Dari berbagai definisi di atas, definisi yang disampaikan oleh Ahmad Amin lebih jelas menampakkan unsur yang mendorong terjadinya akhlak yaitu kebiasaan dan iradah (kehendak). Jika ditampilkan satu contoh proses akhlak dapat disebutkan berikut ini:
- Dalam iradah harus ada kecenderungan untuk melakukan sesuatu, kemudian terdapat pengulangan yang sering dikerjakan sehingga tidak memerlukan pikiran.
- Dalam iradah menampakkan hal-hal berikut: (a) lahir keinginan-keinginan setelah ada rangsangan (stimulan) melalui indra, (b) muncul kebimbangan, mana yang harus dipilih di antara keinginan-keinginan itu, padahal harus memilih satu dari keinginan tersebut, dan (c) mengambil keputusan dengan menentukan keinginan yang diprioritaskan di antara banyak keinginan tersebut .
Contoh, pada jam 2 siang seorang berangkat ke pasar mencari bengkel motor untuk membeli kampas rem. Di saat memasuki lorong gang, ketika menoleh ke arah kanan ia melihat warung makan yang penuh dan sesak ada kepulan bau nikmat yang ia hirup. Sesaat kemudian melihat arah kiri, terdapat es cendol yang laris dibeli orang. Padahal orang tersebut sudah lapar dan haus. Sementara di arah depan kelihatan mushalla yang nampak bersih dan dilihat hilir mudik orang sembahyang. Kemudian orang tersebut menentukan shalat terlebih dahulu karena mempertimbangkan jam yang sudah limit.
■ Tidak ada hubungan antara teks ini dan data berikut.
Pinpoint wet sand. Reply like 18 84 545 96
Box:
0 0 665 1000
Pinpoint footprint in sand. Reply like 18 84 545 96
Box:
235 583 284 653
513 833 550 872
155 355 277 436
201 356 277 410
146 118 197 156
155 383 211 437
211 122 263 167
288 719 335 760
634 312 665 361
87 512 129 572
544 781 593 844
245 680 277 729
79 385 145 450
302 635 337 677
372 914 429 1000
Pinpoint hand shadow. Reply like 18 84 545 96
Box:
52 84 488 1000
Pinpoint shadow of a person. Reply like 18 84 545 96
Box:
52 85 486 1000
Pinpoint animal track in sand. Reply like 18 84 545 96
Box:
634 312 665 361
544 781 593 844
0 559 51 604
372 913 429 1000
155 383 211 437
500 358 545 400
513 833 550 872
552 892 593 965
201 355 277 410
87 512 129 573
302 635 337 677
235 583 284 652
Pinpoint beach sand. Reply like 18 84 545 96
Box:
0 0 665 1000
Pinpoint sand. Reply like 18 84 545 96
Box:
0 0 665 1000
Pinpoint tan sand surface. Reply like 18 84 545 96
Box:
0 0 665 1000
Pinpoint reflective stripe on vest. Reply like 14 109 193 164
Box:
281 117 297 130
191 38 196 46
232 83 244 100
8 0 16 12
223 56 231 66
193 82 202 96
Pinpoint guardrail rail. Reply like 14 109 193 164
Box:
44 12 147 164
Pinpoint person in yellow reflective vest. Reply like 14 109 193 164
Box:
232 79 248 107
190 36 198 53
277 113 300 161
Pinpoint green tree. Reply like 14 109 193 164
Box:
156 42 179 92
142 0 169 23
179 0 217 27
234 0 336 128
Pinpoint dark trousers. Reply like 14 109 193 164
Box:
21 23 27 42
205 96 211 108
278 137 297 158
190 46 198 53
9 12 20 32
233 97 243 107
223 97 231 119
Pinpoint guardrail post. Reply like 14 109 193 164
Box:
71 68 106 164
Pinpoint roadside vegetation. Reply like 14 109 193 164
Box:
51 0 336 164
Kesimpulan yang dipilih oleh orang tersebut setelah banyak mempertimbangkan beberapa keinginan disebut iradah. Jika iradah tersebut dibiasakan setiap ada beberapa keinginan dengan tanpa berpikir panjang karena sudah dirasakan oleh dirinya maka disebut akhlak.
Sebaliknya ada seorang kaya, mendengarkan pengajian da’i kondang menjelaskan hikmah infaq. Orang itu kemudian tertarik dan secara spontan memberikan uang satu juta rupiah untuk didermakan. Orang tersebut belum termasuk dermawan, karena pemberiannya ada dorongan dari luar. Orang tidak termasuk ramah terhadap tamu (secara akhlak) jika ia senang membeda-bedakan tamu yang datang. Dengan demikian akhlak bersifat konstan (tetap-selalu) spontan, tidak temporer dan juga tidak memerlukan pemikiran dan pertimbangan serta dorongan dari luar.
Di samping akhlak ada istilah lain disebut etika dan moral. ketiga istilah di atas sama, sama menentukan nilai baik dan buruk sikap perbuatan seseorang. Bedanya akhlak mempunyai standar ajaran yang bersumber kepada Al-Qur’an dan Sunnah Rasul. Etika bersandar kepada akal pikiran, sedangkan moral bersumber kepada adat kebiasaan yang umum berlaku di masyarakat.
Rujukan:
- Imam Ghazali, Ihya’ ‘Ulum al-Din, (Beirut: Darul Fikr, tt.), jilid III, hlm. 56.
- Ibnu Miskawaih, Tahdzib al-Akhlak wa Tathhir al-A’raq, (Mesir: Al-Mathba’ah alMishriyyah, 1934), cet. I, hlm. 40.
- Ahmad Amin, Etika (Ilmu Akhlak) terj., (Jakarta: Bulan Bintang, 1993), cet. VII, hlm. 62.